Even after the U.S. economy recorded its worst contraction in a quarter-century, health care costs for the nation’s employers are expected to grow by another 9% next year, according to a new study by PricewaterhouseCoopers’ Health Research Institute.
The 9% projected cost increase is a slightly slower rate of growth than in previous years. Medical costs grew by 9.2% in 2009 and 9.9% in 2008. Despite the modest slowdown, medical cost increases continue to significantly outpace inflation and wage increases.

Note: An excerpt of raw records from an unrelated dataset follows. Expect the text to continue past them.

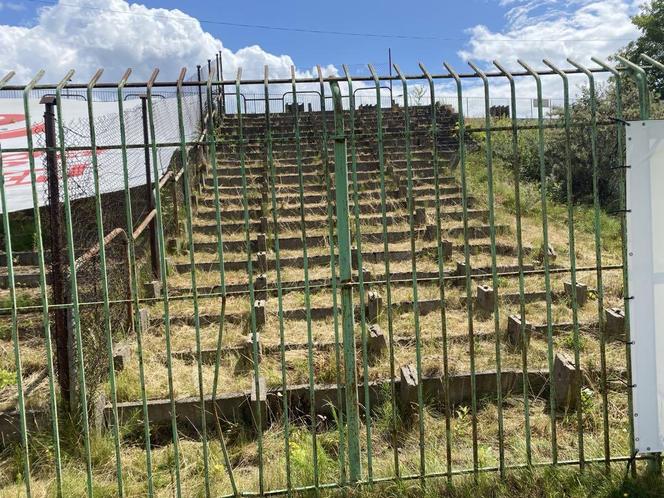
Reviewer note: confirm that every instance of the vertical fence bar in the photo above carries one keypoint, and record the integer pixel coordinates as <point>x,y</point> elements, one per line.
<point>200,96</point>
<point>221,78</point>
<point>598,255</point>
<point>466,252</point>
<point>441,271</point>
<point>194,290</point>
<point>133,279</point>
<point>210,136</point>
<point>516,169</point>
<point>104,281</point>
<point>14,317</point>
<point>333,275</point>
<point>388,273</point>
<point>346,280</point>
<point>572,253</point>
<point>250,271</point>
<point>154,257</point>
<point>640,77</point>
<point>413,262</point>
<point>277,264</point>
<point>545,253</point>
<point>307,291</point>
<point>164,284</point>
<point>360,269</point>
<point>494,273</point>
<point>620,165</point>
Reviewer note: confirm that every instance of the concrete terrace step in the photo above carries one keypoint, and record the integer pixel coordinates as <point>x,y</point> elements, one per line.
<point>320,221</point>
<point>372,207</point>
<point>422,198</point>
<point>296,243</point>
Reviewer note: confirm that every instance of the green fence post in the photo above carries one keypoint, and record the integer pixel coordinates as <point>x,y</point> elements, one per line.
<point>360,268</point>
<point>466,257</point>
<point>138,327</point>
<point>620,158</point>
<point>572,250</point>
<point>270,167</point>
<point>25,453</point>
<point>494,274</point>
<point>388,273</point>
<point>333,272</point>
<point>516,170</point>
<point>346,280</point>
<point>545,251</point>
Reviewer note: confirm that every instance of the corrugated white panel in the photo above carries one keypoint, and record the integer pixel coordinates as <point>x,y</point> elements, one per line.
<point>645,234</point>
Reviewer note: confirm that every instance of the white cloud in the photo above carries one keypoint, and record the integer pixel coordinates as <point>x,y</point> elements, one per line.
<point>539,29</point>
<point>115,34</point>
<point>553,30</point>
<point>12,6</point>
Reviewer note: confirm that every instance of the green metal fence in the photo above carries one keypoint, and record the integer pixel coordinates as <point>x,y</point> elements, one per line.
<point>351,217</point>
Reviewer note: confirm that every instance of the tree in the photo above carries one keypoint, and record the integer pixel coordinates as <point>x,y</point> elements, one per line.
<point>650,22</point>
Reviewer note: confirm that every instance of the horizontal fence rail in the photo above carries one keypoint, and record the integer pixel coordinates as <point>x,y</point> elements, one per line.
<point>256,286</point>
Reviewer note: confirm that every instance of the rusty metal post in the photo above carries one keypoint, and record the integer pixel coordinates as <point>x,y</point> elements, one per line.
<point>223,91</point>
<point>58,286</point>
<point>176,217</point>
<point>209,73</point>
<point>154,261</point>
<point>200,97</point>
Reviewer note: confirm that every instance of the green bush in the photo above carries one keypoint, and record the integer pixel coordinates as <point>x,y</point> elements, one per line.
<point>580,146</point>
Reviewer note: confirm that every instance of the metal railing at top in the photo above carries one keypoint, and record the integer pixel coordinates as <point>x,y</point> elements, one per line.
<point>349,418</point>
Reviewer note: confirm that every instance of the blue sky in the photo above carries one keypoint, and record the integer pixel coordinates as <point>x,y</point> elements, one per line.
<point>424,18</point>
<point>87,33</point>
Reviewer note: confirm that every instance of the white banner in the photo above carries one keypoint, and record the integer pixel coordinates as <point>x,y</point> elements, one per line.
<point>16,166</point>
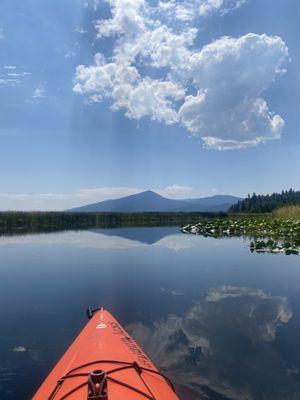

Among the main factors influencing medical cost trends: U.S. workers are accelerating their use of health care in anticipation of losing their jobs and, potentially, their health insurance coverage.
In the past five years, health insurance premiums have increased four times faster than wages, a trend that is expected to continue in 2010.
With their corporate profits pounded in 2009, employers told researchers they plan to push more of the costs of health insurance to their workers in 2010, while expecting greater responsibility from workers for managing their personal health.
The key statistics:
- 42% of employers said they would increase employees’ share of health care costs. Those increases could squeeze workers, many of whom have taken pay cuts because of the recession.
- 41% said they expect to increase medical cost-sharing through plan-design changes.
- More than two-thirds of employers are offering wellness and disease programs; however, few said they are very effective at lowering costs.